One friend remained to him, the ever-faithful Jacques, now battered almost beyond the semblance of a soldier. Toni continued his friendship for horses. Half of his success with them came from the perfect understanding of a horse’s heart and soul which Toni possessed. The other half came from that strange and total absence of fear where actual danger was concerned. When the circus tent caught fire in the midst of a crowded performance, Toni was the calmest and most self-possessed person there, and careered around the ring doing his specialty, a wonderful vaulting and tumbling act, while the canvas roof overhead was blazing and no one but himself saw it. When the bridge broke through, with the circus train upon it, Toni was the first man to pull off his clothes and jump into the water, and assisted in saving half a dozen lives. He was regarded somewhat as a hero and daredevil, while secretly he knew himself to be the greatest coward on the face of the earth. Nicolas and Pierre knew this weakness of Toni’s from the beginning and traded on it most successfully.
“Doing his specialty, a wonderful vaulting and tumbling act.”
The company was performing in the fields outside of Beaupré, but as they were playing a whole week’s engagement in the town, some of them were quartered in the little hamlet close by. Within sight of the hamlet’s church-spire was a beautiful château standing all white and glistening in the sunlight, surrounded by prim and beautiful gardens watched over by sylvan deities in marble. On the broad terrace a fountain plashed, and lower down a beautifully-wooded park stretched out. Over the stone gateway leading into the park were the words “Château Bernard.”
The first time Toni saw this was when he was on his way to the midday performance in the town of Beaupré. He stopped, and the meaning of that name flashed into his mind in a second. Little Lucie, that charming little fairy whom Paul Verney loved so much, and of whom he had confided, blushingly and stumblingly, some things to Toni in those far-off days at Bienville, seven years before, when he and Paul had sat cuddled together on the abutment of the bridge,—the sight of the name “Château Bernard” brought all this back to Toni.

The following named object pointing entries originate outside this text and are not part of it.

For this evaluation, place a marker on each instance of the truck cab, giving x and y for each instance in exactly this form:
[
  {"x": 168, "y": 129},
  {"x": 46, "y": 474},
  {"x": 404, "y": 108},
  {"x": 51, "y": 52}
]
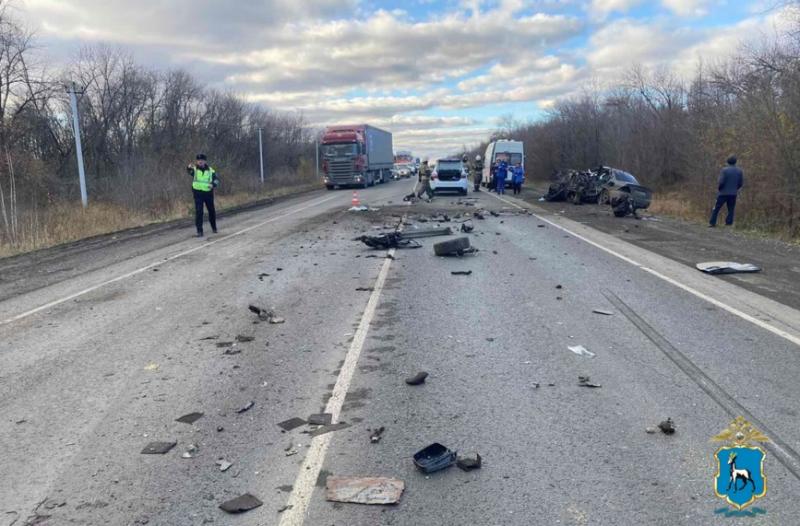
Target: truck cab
[{"x": 512, "y": 152}]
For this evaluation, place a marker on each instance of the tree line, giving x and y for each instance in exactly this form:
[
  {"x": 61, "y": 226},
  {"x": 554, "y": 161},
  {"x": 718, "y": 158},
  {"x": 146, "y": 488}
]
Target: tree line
[
  {"x": 674, "y": 134},
  {"x": 139, "y": 129}
]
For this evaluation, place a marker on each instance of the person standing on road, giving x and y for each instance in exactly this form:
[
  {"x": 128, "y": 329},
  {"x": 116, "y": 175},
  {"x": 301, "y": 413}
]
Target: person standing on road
[
  {"x": 477, "y": 173},
  {"x": 500, "y": 177},
  {"x": 518, "y": 176},
  {"x": 204, "y": 180},
  {"x": 731, "y": 180},
  {"x": 425, "y": 181}
]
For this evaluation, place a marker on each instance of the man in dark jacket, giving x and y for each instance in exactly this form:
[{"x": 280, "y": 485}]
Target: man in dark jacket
[
  {"x": 731, "y": 180},
  {"x": 204, "y": 180}
]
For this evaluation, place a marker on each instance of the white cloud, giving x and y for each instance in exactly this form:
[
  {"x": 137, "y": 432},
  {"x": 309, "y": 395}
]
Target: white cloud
[{"x": 688, "y": 7}]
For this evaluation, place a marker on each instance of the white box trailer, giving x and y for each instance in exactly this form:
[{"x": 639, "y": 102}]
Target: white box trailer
[{"x": 512, "y": 152}]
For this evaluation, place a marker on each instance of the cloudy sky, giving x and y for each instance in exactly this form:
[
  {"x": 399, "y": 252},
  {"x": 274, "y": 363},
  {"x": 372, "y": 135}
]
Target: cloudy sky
[{"x": 438, "y": 73}]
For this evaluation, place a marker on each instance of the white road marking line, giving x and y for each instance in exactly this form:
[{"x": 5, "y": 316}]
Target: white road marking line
[
  {"x": 158, "y": 263},
  {"x": 733, "y": 310},
  {"x": 304, "y": 485}
]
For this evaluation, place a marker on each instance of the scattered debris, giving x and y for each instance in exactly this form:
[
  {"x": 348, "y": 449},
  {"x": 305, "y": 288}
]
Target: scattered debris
[
  {"x": 726, "y": 267},
  {"x": 247, "y": 407},
  {"x": 417, "y": 379},
  {"x": 377, "y": 435},
  {"x": 328, "y": 428},
  {"x": 667, "y": 426},
  {"x": 434, "y": 458},
  {"x": 364, "y": 490},
  {"x": 470, "y": 461},
  {"x": 292, "y": 423},
  {"x": 580, "y": 350},
  {"x": 190, "y": 418},
  {"x": 453, "y": 247},
  {"x": 320, "y": 419},
  {"x": 387, "y": 240},
  {"x": 158, "y": 448},
  {"x": 190, "y": 451},
  {"x": 265, "y": 315},
  {"x": 241, "y": 504},
  {"x": 585, "y": 381}
]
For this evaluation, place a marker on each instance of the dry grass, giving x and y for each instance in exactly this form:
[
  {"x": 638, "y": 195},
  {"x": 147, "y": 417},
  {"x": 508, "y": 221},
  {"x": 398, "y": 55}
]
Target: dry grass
[{"x": 64, "y": 222}]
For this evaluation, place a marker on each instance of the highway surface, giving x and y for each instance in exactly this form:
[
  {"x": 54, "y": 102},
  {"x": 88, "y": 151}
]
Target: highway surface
[{"x": 105, "y": 343}]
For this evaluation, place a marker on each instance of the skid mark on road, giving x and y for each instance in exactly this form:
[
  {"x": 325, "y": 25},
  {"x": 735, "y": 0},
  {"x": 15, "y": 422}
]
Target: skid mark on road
[
  {"x": 733, "y": 310},
  {"x": 785, "y": 454},
  {"x": 173, "y": 257},
  {"x": 305, "y": 483}
]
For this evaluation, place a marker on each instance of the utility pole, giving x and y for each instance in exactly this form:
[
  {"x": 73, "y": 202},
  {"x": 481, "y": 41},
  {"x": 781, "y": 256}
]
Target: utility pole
[
  {"x": 261, "y": 154},
  {"x": 76, "y": 129},
  {"x": 316, "y": 156}
]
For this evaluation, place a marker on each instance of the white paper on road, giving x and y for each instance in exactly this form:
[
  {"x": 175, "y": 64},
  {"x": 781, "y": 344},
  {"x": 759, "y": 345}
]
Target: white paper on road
[{"x": 580, "y": 350}]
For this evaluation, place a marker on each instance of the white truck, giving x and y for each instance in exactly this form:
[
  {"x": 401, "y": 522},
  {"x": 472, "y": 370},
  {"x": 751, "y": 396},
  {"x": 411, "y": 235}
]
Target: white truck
[{"x": 512, "y": 152}]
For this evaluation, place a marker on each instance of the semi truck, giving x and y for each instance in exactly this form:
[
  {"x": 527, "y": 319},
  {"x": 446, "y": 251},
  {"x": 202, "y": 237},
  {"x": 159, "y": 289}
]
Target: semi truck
[{"x": 356, "y": 155}]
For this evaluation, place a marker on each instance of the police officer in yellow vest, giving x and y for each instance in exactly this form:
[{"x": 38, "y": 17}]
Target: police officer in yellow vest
[{"x": 204, "y": 180}]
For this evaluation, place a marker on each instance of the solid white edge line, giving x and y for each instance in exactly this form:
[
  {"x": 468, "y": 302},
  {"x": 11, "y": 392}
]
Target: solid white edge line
[
  {"x": 132, "y": 273},
  {"x": 733, "y": 310},
  {"x": 303, "y": 488}
]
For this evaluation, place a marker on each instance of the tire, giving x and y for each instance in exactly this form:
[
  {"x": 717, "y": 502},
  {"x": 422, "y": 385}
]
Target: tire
[{"x": 451, "y": 247}]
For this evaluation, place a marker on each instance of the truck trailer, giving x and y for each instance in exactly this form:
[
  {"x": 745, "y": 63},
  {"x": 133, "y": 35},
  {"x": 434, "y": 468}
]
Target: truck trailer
[{"x": 356, "y": 155}]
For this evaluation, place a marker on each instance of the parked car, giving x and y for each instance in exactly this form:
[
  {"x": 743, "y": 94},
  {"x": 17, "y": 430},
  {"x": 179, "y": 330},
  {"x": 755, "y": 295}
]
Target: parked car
[{"x": 449, "y": 175}]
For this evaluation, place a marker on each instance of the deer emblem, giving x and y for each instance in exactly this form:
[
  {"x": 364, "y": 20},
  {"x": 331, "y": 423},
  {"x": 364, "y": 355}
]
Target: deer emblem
[{"x": 738, "y": 474}]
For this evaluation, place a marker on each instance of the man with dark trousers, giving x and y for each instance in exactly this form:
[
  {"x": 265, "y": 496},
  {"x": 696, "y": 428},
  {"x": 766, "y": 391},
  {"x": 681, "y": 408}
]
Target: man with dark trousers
[
  {"x": 204, "y": 180},
  {"x": 731, "y": 180}
]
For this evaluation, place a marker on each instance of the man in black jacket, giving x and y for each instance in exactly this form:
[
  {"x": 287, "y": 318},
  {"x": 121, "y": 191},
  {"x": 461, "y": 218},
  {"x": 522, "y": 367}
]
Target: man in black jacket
[
  {"x": 731, "y": 180},
  {"x": 204, "y": 180}
]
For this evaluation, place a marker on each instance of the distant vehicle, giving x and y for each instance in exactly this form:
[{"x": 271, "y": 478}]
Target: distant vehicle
[
  {"x": 622, "y": 191},
  {"x": 401, "y": 171},
  {"x": 512, "y": 152},
  {"x": 357, "y": 155},
  {"x": 449, "y": 175},
  {"x": 404, "y": 163}
]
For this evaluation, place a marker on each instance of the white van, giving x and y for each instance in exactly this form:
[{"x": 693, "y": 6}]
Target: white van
[{"x": 512, "y": 152}]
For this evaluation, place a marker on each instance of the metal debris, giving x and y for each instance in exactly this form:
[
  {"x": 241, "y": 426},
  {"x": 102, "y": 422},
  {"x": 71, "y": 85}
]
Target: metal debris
[
  {"x": 292, "y": 423},
  {"x": 377, "y": 435},
  {"x": 469, "y": 461},
  {"x": 726, "y": 267},
  {"x": 417, "y": 379},
  {"x": 434, "y": 457},
  {"x": 585, "y": 381},
  {"x": 241, "y": 504},
  {"x": 190, "y": 418},
  {"x": 667, "y": 426},
  {"x": 364, "y": 490},
  {"x": 320, "y": 419},
  {"x": 246, "y": 407},
  {"x": 580, "y": 350},
  {"x": 158, "y": 448}
]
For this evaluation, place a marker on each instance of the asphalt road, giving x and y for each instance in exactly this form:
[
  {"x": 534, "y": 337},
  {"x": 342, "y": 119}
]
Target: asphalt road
[{"x": 104, "y": 344}]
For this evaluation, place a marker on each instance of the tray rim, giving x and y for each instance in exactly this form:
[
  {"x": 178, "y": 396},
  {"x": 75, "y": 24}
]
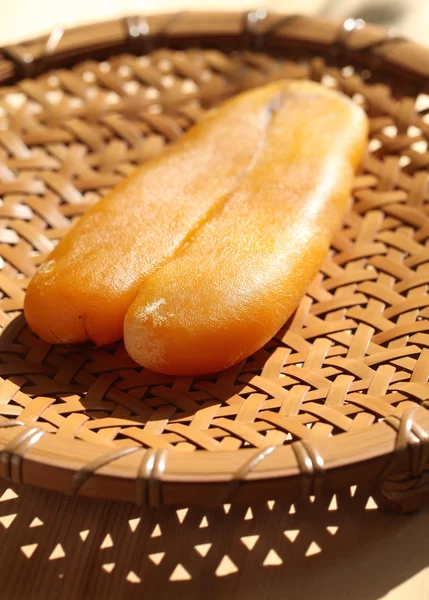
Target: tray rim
[{"x": 155, "y": 476}]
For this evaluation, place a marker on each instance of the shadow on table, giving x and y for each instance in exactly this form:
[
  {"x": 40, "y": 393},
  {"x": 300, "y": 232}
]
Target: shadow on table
[{"x": 337, "y": 546}]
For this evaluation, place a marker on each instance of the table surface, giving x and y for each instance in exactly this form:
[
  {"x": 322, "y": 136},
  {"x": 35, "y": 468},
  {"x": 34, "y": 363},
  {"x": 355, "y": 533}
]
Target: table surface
[{"x": 334, "y": 547}]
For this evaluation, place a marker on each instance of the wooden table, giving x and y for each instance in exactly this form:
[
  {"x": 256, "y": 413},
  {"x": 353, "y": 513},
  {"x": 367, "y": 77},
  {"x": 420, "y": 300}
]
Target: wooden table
[
  {"x": 341, "y": 547},
  {"x": 335, "y": 547}
]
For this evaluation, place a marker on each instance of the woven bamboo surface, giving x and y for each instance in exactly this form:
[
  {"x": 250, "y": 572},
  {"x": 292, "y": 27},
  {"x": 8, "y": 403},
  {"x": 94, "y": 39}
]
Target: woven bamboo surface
[{"x": 338, "y": 396}]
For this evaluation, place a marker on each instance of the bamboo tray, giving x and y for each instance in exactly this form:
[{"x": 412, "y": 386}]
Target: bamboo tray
[{"x": 340, "y": 395}]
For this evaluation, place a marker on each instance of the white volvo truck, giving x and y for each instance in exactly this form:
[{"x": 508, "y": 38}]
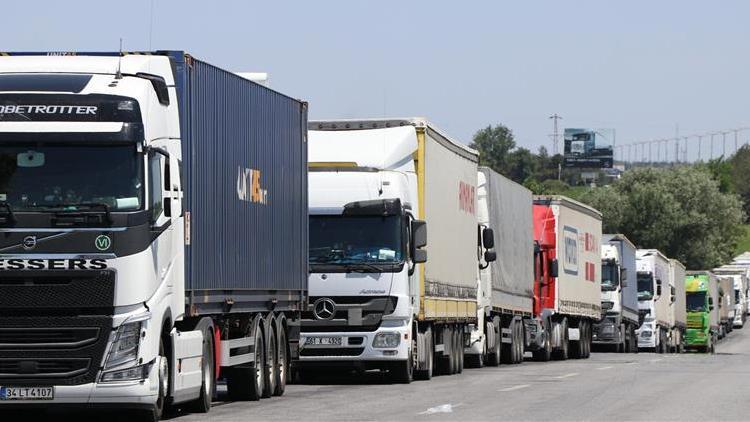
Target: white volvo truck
[
  {"x": 380, "y": 191},
  {"x": 139, "y": 201}
]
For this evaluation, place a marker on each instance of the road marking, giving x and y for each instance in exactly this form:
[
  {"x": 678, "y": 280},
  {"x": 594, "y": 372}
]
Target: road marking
[
  {"x": 443, "y": 408},
  {"x": 572, "y": 374},
  {"x": 516, "y": 387}
]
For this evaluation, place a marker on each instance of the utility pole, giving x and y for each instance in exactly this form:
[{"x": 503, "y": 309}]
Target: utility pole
[{"x": 555, "y": 135}]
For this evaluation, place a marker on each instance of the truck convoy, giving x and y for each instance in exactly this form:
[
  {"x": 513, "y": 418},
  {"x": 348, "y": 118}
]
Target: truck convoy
[
  {"x": 653, "y": 300},
  {"x": 619, "y": 296},
  {"x": 701, "y": 289},
  {"x": 726, "y": 304},
  {"x": 153, "y": 211},
  {"x": 380, "y": 191},
  {"x": 567, "y": 286},
  {"x": 740, "y": 275},
  {"x": 677, "y": 313}
]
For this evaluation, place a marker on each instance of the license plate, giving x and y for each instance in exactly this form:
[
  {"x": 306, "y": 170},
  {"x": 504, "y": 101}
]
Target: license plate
[
  {"x": 27, "y": 393},
  {"x": 323, "y": 341}
]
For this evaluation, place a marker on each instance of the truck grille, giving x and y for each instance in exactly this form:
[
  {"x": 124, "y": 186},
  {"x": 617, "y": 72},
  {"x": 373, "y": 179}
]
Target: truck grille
[
  {"x": 54, "y": 325},
  {"x": 344, "y": 351},
  {"x": 695, "y": 320},
  {"x": 372, "y": 309}
]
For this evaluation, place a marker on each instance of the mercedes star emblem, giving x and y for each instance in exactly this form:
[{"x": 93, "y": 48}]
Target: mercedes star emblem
[{"x": 324, "y": 309}]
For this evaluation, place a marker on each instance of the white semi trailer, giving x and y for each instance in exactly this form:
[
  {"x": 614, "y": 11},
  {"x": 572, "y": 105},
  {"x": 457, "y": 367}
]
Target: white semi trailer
[{"x": 653, "y": 300}]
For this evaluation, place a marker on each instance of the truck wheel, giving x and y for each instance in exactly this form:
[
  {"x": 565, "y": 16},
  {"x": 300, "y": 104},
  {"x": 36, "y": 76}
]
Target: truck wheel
[
  {"x": 562, "y": 352},
  {"x": 545, "y": 352},
  {"x": 493, "y": 356},
  {"x": 282, "y": 363},
  {"x": 155, "y": 414},
  {"x": 271, "y": 366},
  {"x": 460, "y": 348},
  {"x": 208, "y": 385},
  {"x": 246, "y": 383},
  {"x": 518, "y": 342},
  {"x": 402, "y": 372}
]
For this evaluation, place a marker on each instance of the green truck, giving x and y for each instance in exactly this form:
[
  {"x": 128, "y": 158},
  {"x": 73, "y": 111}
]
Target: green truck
[{"x": 701, "y": 289}]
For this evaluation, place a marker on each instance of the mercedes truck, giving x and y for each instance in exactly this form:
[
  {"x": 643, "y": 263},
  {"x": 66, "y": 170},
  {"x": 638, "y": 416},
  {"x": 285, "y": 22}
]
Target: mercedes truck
[
  {"x": 701, "y": 292},
  {"x": 619, "y": 297},
  {"x": 153, "y": 221},
  {"x": 567, "y": 268},
  {"x": 384, "y": 194},
  {"x": 654, "y": 300},
  {"x": 677, "y": 313}
]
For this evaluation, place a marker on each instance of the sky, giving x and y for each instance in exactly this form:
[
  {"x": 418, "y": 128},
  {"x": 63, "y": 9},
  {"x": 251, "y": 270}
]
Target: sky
[{"x": 648, "y": 69}]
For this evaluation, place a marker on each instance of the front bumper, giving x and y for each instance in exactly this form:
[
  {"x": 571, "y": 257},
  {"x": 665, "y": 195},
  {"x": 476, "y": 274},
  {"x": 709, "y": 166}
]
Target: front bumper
[
  {"x": 697, "y": 338},
  {"x": 356, "y": 347},
  {"x": 132, "y": 394}
]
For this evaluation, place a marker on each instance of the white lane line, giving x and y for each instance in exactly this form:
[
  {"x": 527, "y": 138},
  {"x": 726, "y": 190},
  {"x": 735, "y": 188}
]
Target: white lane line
[
  {"x": 515, "y": 387},
  {"x": 443, "y": 408},
  {"x": 572, "y": 374}
]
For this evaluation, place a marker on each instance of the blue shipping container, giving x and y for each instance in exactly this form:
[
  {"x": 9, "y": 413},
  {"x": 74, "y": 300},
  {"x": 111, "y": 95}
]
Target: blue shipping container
[{"x": 245, "y": 176}]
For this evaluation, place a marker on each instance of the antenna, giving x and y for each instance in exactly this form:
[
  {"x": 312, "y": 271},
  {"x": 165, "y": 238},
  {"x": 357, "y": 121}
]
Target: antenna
[{"x": 118, "y": 75}]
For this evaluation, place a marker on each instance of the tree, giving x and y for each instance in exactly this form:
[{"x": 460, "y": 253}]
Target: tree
[
  {"x": 680, "y": 211},
  {"x": 740, "y": 173},
  {"x": 494, "y": 144}
]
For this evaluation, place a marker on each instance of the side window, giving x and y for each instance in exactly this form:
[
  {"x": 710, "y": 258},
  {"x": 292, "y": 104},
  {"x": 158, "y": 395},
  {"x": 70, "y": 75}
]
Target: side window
[{"x": 156, "y": 202}]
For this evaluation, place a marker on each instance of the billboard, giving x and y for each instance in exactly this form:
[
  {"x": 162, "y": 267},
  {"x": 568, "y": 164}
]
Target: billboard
[{"x": 589, "y": 148}]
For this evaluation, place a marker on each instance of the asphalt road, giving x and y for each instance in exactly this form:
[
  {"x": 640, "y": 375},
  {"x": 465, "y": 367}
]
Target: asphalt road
[{"x": 607, "y": 386}]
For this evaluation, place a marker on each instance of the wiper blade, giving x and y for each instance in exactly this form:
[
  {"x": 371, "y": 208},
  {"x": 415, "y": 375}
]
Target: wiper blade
[{"x": 11, "y": 217}]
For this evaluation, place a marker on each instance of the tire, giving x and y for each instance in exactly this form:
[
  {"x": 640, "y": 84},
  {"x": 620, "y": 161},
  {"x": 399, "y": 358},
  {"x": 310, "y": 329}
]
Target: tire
[
  {"x": 577, "y": 350},
  {"x": 271, "y": 362},
  {"x": 562, "y": 352},
  {"x": 545, "y": 353},
  {"x": 208, "y": 385},
  {"x": 426, "y": 374},
  {"x": 155, "y": 414},
  {"x": 493, "y": 356},
  {"x": 247, "y": 383},
  {"x": 402, "y": 372},
  {"x": 282, "y": 360}
]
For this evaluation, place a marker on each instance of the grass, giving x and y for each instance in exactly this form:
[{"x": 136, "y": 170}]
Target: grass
[{"x": 744, "y": 244}]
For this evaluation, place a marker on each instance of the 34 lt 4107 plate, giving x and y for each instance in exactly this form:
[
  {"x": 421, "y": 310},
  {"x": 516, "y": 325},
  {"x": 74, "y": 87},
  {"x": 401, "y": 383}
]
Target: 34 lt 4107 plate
[{"x": 27, "y": 393}]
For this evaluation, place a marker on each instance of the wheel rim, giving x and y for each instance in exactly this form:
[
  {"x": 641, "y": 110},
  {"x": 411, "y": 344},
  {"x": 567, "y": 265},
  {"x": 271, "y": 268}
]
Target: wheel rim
[
  {"x": 163, "y": 378},
  {"x": 282, "y": 361},
  {"x": 259, "y": 362}
]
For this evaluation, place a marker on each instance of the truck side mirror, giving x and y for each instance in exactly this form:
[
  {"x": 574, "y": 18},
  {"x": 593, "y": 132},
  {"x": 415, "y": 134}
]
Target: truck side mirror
[
  {"x": 488, "y": 238},
  {"x": 553, "y": 271},
  {"x": 418, "y": 234},
  {"x": 419, "y": 256}
]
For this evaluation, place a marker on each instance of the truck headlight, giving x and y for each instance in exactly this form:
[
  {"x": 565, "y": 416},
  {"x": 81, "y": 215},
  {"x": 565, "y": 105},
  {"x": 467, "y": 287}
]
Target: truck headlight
[
  {"x": 127, "y": 341},
  {"x": 135, "y": 373},
  {"x": 386, "y": 340}
]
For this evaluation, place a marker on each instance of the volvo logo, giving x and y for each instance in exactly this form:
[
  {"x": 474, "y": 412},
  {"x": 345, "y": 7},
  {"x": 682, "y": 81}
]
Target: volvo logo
[
  {"x": 29, "y": 242},
  {"x": 324, "y": 309}
]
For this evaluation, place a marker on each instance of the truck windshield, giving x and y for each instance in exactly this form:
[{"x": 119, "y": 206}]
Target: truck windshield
[
  {"x": 609, "y": 276},
  {"x": 38, "y": 177},
  {"x": 645, "y": 286},
  {"x": 696, "y": 302},
  {"x": 337, "y": 239}
]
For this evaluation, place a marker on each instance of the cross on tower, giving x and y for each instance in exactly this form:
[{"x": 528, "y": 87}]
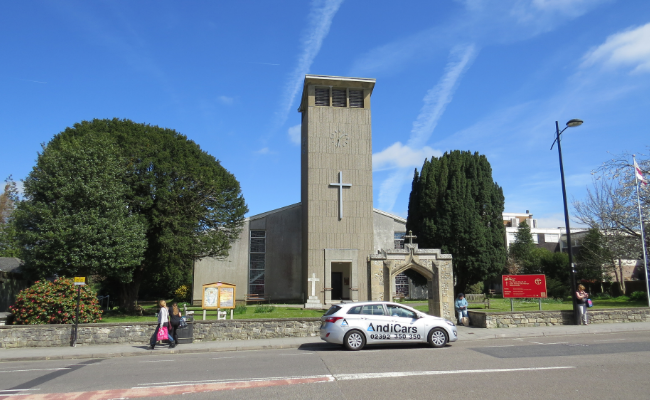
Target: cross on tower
[
  {"x": 341, "y": 185},
  {"x": 410, "y": 237}
]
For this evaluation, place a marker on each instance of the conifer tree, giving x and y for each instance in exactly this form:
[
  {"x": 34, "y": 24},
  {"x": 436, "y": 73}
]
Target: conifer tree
[{"x": 457, "y": 207}]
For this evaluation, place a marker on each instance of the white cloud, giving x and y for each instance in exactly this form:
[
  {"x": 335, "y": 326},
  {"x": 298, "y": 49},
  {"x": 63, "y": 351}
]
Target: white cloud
[
  {"x": 630, "y": 48},
  {"x": 401, "y": 156},
  {"x": 320, "y": 20},
  {"x": 264, "y": 150},
  {"x": 294, "y": 134},
  {"x": 436, "y": 99},
  {"x": 225, "y": 100}
]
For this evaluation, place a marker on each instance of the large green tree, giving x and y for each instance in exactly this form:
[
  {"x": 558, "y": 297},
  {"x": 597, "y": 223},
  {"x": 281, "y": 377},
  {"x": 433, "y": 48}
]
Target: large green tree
[
  {"x": 8, "y": 200},
  {"x": 189, "y": 205},
  {"x": 457, "y": 207}
]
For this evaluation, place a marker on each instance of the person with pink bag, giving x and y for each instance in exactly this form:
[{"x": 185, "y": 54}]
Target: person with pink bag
[{"x": 162, "y": 330}]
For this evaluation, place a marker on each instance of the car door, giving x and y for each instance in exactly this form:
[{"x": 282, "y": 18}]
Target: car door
[
  {"x": 376, "y": 323},
  {"x": 406, "y": 325}
]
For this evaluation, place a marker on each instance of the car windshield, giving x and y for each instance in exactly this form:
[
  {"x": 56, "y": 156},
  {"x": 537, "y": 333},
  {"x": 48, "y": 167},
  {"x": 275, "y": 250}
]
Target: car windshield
[
  {"x": 397, "y": 311},
  {"x": 332, "y": 310}
]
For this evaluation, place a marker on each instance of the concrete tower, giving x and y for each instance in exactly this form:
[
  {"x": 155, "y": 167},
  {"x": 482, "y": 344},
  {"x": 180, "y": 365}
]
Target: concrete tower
[{"x": 336, "y": 188}]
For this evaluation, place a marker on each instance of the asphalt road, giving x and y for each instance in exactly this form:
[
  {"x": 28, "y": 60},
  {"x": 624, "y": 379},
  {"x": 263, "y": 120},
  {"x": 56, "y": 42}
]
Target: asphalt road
[{"x": 596, "y": 366}]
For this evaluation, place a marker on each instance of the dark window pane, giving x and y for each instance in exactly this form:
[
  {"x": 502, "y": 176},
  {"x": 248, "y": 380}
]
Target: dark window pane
[
  {"x": 339, "y": 98},
  {"x": 323, "y": 97},
  {"x": 356, "y": 98}
]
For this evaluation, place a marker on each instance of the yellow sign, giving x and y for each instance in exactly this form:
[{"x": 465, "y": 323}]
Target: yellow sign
[{"x": 218, "y": 295}]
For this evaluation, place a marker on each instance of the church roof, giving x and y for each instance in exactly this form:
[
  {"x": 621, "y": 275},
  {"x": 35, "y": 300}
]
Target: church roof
[
  {"x": 330, "y": 80},
  {"x": 264, "y": 214},
  {"x": 393, "y": 216}
]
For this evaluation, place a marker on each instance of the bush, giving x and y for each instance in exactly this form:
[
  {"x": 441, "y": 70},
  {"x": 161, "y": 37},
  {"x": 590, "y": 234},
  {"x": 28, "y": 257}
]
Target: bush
[
  {"x": 264, "y": 308},
  {"x": 476, "y": 288},
  {"x": 55, "y": 302},
  {"x": 638, "y": 296},
  {"x": 182, "y": 294}
]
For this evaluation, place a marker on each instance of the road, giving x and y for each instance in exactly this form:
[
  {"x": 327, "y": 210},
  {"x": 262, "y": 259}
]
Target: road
[{"x": 596, "y": 366}]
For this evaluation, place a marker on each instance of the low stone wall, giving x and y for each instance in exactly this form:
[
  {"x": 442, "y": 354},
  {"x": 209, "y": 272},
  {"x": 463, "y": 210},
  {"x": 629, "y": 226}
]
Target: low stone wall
[
  {"x": 139, "y": 333},
  {"x": 520, "y": 319}
]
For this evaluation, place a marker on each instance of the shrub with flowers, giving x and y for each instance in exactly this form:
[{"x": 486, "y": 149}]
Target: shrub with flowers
[
  {"x": 55, "y": 302},
  {"x": 182, "y": 293}
]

It was a beautiful, bright spring morning, like those mornings at Bienville, except that to Toni the sun never shone so brightly anywhere as it had shone at Bienville. He stopped and gazed long at the château, his black eyes as soft and sparkling as ever they had been, although now he was a man grown. But there was an eternal boyishness about him of which he could no more get rid than he could cease to be Toni. There had not been a day in all the years since he left Bienville that he had not thought of Paul Verney, and thinking of Paul would naturally bring to his mind the beautiful little Lucie who was like a dream maiden to him—not at all like Denise, who was to him a substantial though charming creature. He reckoned that Lucie must be now twenty, and Paul must be a sublieutenant.